The evaluation device 10 is configured to acquire respective processing times for the cognitive questions to store, in the solution storage 121, the respective processing times for the cognitive questions and respective solution results showing correct or incorrect of the cognitive questions, in order to work out an evaluation value of user's degree of concentration. The solution storage 121 may store information for identifying the cognitive questions along with information on the respective processing times and the respective solution results showing correct or incorrect.

After the solution storage 121 stores a requisite number of processing times for working out an evaluation value of user's degree of concentration, the corrector 15 reads a processing time sequentially from the solution storage 121. The corrector 15 extracts a load factor of a corresponding cognitive question by checking the information for identifying the cognitive question with the information of the question storage 122. The extracted load factor is applied to the processing time read from the solution storage 121, and the corrector 15 corrects and changes it to a processing time corresponding to a prescribed degree of difficulty.

Effective times as a result of the correction of the processing times by the corrector 15 are given to the operation processor 131. The frequency distribution of the effective times is obtained as stated above, and the degrees of concentration are worked out quantitatively based on the frequency distribution.

In the abovementioned configuration example, only the cognitive questions are presented to a user, but if a load factors per cognitive question is worked out, the cognitive questions, the respective load factors of which are worked out may be contained in a different work. The different work is not limited to a work associated with learning or business. For example, the cognitive questions may be contained in the content of an electronic amusement game.
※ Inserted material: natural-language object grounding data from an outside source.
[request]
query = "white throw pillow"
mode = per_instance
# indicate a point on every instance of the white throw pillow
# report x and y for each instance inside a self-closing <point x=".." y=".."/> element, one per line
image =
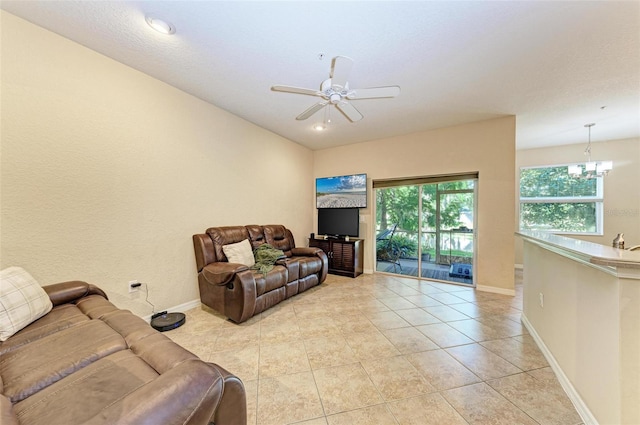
<point x="240" y="253"/>
<point x="22" y="300"/>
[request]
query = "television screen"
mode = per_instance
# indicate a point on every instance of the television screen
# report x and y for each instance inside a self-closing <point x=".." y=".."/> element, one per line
<point x="342" y="191"/>
<point x="339" y="222"/>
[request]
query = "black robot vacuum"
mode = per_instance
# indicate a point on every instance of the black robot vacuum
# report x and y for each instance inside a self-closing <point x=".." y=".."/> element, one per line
<point x="166" y="321"/>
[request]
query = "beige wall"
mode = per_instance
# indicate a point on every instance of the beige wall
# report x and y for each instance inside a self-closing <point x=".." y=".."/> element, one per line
<point x="106" y="172"/>
<point x="487" y="147"/>
<point x="621" y="186"/>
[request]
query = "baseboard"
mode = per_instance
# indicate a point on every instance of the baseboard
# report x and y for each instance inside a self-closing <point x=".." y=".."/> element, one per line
<point x="578" y="403"/>
<point x="493" y="289"/>
<point x="179" y="308"/>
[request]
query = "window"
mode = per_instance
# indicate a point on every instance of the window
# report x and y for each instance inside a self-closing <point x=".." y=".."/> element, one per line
<point x="553" y="201"/>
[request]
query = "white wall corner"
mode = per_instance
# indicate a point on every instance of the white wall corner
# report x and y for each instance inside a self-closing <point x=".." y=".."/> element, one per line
<point x="578" y="403"/>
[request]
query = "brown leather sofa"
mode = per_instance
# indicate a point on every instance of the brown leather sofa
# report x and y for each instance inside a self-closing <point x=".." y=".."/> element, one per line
<point x="240" y="293"/>
<point x="88" y="362"/>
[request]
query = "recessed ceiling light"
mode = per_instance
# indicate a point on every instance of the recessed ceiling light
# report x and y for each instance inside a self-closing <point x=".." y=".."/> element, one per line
<point x="161" y="26"/>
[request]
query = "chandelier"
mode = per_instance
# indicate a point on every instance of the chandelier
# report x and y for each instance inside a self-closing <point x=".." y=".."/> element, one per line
<point x="591" y="169"/>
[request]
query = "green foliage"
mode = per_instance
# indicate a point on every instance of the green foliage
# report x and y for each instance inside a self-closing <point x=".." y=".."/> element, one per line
<point x="561" y="217"/>
<point x="554" y="182"/>
<point x="399" y="205"/>
<point x="405" y="245"/>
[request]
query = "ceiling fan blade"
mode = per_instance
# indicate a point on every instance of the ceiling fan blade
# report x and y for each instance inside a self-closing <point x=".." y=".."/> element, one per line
<point x="374" y="92"/>
<point x="297" y="90"/>
<point x="312" y="110"/>
<point x="349" y="111"/>
<point x="341" y="69"/>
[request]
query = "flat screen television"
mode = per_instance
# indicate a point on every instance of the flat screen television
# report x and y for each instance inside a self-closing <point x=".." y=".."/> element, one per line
<point x="339" y="222"/>
<point x="342" y="191"/>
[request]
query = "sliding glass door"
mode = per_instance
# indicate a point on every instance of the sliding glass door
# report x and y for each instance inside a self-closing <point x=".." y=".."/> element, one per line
<point x="427" y="229"/>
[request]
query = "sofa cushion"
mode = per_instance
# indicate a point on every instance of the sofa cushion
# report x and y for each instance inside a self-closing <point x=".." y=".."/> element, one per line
<point x="37" y="365"/>
<point x="22" y="300"/>
<point x="279" y="237"/>
<point x="221" y="236"/>
<point x="276" y="278"/>
<point x="239" y="253"/>
<point x="60" y="317"/>
<point x="309" y="265"/>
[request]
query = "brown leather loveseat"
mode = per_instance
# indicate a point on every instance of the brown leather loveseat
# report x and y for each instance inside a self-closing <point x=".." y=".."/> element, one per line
<point x="239" y="292"/>
<point x="88" y="362"/>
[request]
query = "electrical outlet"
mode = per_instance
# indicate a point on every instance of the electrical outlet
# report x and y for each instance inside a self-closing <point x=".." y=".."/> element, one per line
<point x="133" y="288"/>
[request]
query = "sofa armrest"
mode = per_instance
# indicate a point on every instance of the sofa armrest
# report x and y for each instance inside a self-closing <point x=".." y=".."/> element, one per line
<point x="189" y="394"/>
<point x="221" y="273"/>
<point x="68" y="292"/>
<point x="305" y="251"/>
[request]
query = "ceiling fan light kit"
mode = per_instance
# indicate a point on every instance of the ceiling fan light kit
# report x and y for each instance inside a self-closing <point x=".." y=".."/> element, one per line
<point x="161" y="26"/>
<point x="335" y="91"/>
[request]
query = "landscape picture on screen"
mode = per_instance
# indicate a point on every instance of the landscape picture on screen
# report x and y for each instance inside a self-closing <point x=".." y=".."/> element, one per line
<point x="342" y="191"/>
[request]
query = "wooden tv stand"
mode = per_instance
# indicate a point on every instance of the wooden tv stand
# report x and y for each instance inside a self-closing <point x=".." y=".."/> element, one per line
<point x="345" y="257"/>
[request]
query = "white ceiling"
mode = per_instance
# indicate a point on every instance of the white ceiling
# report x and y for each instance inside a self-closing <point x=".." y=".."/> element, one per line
<point x="552" y="64"/>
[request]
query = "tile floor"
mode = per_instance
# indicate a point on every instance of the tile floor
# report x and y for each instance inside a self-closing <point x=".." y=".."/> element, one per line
<point x="381" y="350"/>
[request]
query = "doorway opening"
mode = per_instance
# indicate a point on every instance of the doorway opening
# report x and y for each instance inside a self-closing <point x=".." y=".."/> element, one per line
<point x="425" y="227"/>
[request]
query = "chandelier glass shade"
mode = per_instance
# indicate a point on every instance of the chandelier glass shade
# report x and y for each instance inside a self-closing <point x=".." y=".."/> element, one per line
<point x="591" y="169"/>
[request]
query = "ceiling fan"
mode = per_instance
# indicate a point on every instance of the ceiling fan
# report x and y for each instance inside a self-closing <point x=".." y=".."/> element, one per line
<point x="336" y="91"/>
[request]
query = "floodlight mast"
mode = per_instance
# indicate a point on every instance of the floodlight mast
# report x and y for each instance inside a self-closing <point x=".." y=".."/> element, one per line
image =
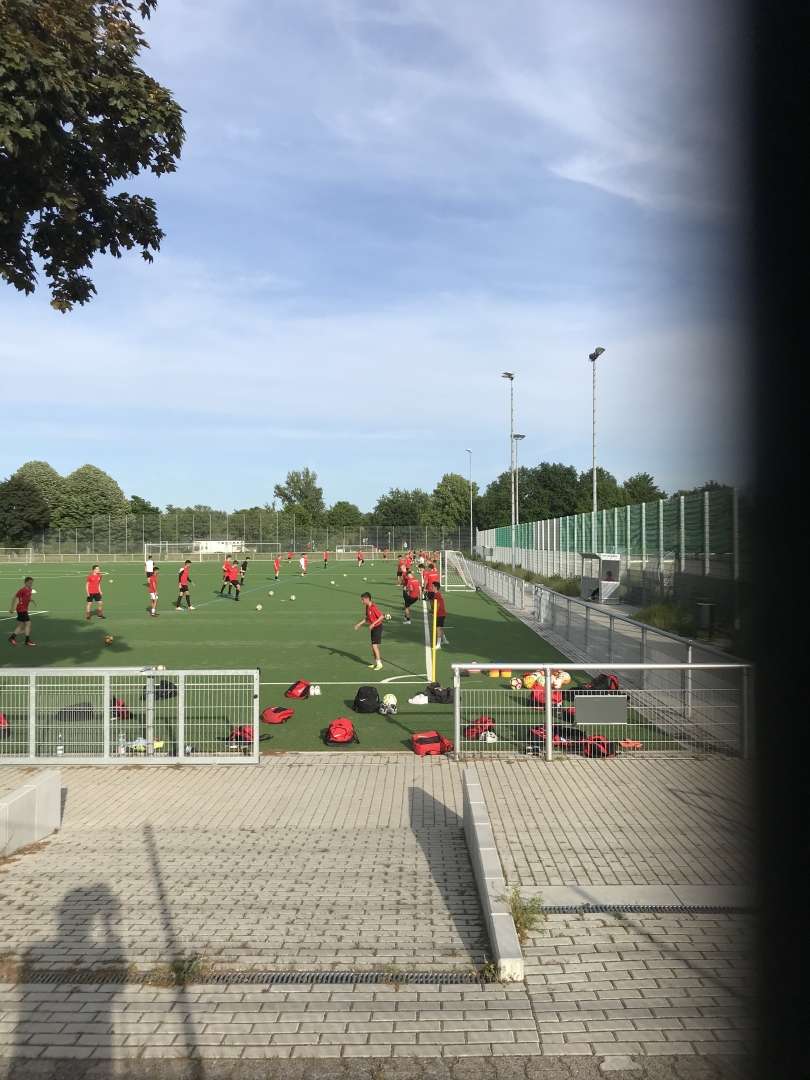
<point x="511" y="377"/>
<point x="593" y="358"/>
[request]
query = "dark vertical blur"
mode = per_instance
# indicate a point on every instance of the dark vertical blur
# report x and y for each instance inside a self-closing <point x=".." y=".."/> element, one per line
<point x="781" y="50"/>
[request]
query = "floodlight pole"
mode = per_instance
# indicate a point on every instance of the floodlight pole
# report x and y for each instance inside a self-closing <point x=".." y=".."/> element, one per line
<point x="511" y="377"/>
<point x="471" y="543"/>
<point x="593" y="358"/>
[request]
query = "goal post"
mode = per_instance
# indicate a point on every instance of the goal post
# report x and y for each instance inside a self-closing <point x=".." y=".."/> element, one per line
<point x="455" y="571"/>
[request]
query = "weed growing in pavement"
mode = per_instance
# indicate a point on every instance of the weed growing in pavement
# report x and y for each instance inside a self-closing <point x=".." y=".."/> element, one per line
<point x="526" y="914"/>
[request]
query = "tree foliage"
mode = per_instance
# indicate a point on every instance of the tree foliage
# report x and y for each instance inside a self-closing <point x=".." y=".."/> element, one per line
<point x="300" y="491"/>
<point x="23" y="511"/>
<point x="77" y="117"/>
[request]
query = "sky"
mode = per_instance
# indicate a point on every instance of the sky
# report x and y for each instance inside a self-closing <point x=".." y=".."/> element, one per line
<point x="383" y="204"/>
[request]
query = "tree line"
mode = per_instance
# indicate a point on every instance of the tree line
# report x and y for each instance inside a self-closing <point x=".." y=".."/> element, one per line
<point x="36" y="498"/>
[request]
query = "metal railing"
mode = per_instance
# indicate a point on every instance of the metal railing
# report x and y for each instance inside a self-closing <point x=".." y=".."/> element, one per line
<point x="674" y="713"/>
<point x="125" y="715"/>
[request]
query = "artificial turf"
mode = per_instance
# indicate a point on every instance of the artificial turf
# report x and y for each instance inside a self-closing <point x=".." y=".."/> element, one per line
<point x="311" y="637"/>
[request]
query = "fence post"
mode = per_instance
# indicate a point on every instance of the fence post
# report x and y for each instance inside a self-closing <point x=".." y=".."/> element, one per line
<point x="549" y="718"/>
<point x="106" y="714"/>
<point x="181" y="716"/>
<point x="456" y="713"/>
<point x="150" y="715"/>
<point x="31" y="715"/>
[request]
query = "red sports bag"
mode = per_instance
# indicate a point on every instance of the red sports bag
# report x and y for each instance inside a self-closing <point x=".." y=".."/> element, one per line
<point x="299" y="689"/>
<point x="483" y="724"/>
<point x="340" y="732"/>
<point x="430" y="742"/>
<point x="538" y="697"/>
<point x="277" y="715"/>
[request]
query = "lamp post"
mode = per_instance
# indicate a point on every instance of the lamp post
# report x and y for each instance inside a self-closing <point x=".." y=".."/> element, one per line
<point x="471" y="543"/>
<point x="593" y="358"/>
<point x="517" y="482"/>
<point x="511" y="377"/>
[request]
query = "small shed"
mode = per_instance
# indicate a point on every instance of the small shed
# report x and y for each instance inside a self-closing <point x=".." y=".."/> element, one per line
<point x="601" y="577"/>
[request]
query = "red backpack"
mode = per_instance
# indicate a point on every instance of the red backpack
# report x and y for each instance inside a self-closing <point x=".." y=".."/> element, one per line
<point x="340" y="732"/>
<point x="538" y="697"/>
<point x="430" y="742"/>
<point x="483" y="724"/>
<point x="277" y="715"/>
<point x="299" y="689"/>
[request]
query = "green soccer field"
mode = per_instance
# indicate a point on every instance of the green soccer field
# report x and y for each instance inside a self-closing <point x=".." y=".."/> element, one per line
<point x="311" y="637"/>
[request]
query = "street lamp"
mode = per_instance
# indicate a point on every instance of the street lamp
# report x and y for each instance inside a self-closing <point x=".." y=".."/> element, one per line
<point x="511" y="377"/>
<point x="517" y="482"/>
<point x="471" y="543"/>
<point x="593" y="358"/>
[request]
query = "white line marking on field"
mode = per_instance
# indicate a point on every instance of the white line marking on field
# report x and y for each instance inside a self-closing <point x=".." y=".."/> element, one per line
<point x="428" y="658"/>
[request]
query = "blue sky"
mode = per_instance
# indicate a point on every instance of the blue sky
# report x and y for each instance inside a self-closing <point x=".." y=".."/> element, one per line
<point x="381" y="205"/>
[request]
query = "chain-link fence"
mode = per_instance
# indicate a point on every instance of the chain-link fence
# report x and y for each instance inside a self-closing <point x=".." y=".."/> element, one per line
<point x="124" y="715"/>
<point x="552" y="713"/>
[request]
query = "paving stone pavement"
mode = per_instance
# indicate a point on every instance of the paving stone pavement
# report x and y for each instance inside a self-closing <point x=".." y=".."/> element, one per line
<point x="312" y="861"/>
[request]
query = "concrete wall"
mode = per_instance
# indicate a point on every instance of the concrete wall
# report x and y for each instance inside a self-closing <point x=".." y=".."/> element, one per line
<point x="489" y="879"/>
<point x="31" y="812"/>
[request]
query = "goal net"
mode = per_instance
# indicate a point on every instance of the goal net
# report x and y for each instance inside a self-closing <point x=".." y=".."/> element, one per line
<point x="455" y="571"/>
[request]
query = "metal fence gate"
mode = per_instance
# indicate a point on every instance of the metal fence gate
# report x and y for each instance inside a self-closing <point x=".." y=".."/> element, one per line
<point x="674" y="710"/>
<point x="126" y="715"/>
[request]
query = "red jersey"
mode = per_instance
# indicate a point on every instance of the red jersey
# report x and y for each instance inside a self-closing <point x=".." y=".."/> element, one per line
<point x="23" y="596"/>
<point x="373" y="615"/>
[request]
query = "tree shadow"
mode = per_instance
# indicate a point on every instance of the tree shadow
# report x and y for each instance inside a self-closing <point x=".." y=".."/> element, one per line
<point x="441" y="836"/>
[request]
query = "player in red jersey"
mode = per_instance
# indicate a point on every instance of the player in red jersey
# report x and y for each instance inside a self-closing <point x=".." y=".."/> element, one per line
<point x="440" y="611"/>
<point x="153" y="590"/>
<point x="409" y="594"/>
<point x="183" y="582"/>
<point x="93" y="589"/>
<point x="374" y="619"/>
<point x="22" y="601"/>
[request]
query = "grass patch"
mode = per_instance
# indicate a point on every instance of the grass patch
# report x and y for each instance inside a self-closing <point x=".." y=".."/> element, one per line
<point x="526" y="914"/>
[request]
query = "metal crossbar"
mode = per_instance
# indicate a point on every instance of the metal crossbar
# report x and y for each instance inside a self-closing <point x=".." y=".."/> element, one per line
<point x="126" y="715"/>
<point x="698" y="710"/>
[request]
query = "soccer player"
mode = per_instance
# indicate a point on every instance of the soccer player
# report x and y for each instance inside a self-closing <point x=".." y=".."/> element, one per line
<point x="93" y="589"/>
<point x="409" y="594"/>
<point x="439" y="605"/>
<point x="153" y="589"/>
<point x="184" y="581"/>
<point x="374" y="618"/>
<point x="23" y="601"/>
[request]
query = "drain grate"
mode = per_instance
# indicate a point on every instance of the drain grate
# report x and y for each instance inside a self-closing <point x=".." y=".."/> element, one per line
<point x="266" y="977"/>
Examples of a device for the electronic game include a game machine, and a general purpose device such as a smartphone, a tablet computer, and a personal computer. Any of the devices includes a processor configured to execute a program, and devices functioning as the presentation device 20 and the input device 30. The processor executes the program, thereby realizing the abovementioned function of the evaluation device 10.

The program may be provided by a computer readable medium, or via a telecommunications network such as the Internet. In the case of a dedicated device only for a specified electronic game, the program may be stored in a ROM (Read Only Memory) in advance.

In timing for presenting cognitive questions in an electronic game, it is desirable that after response to respective similar content in the electronic game, similar cognitive questions be presented. The respective similar content requires respective similar operations. The similar cognitive questions have an identical process. For example, respective operations of content for movement operation and content for selection operation are dealt as different operations. Desirably, the cognitive questions are presented under similar conditions.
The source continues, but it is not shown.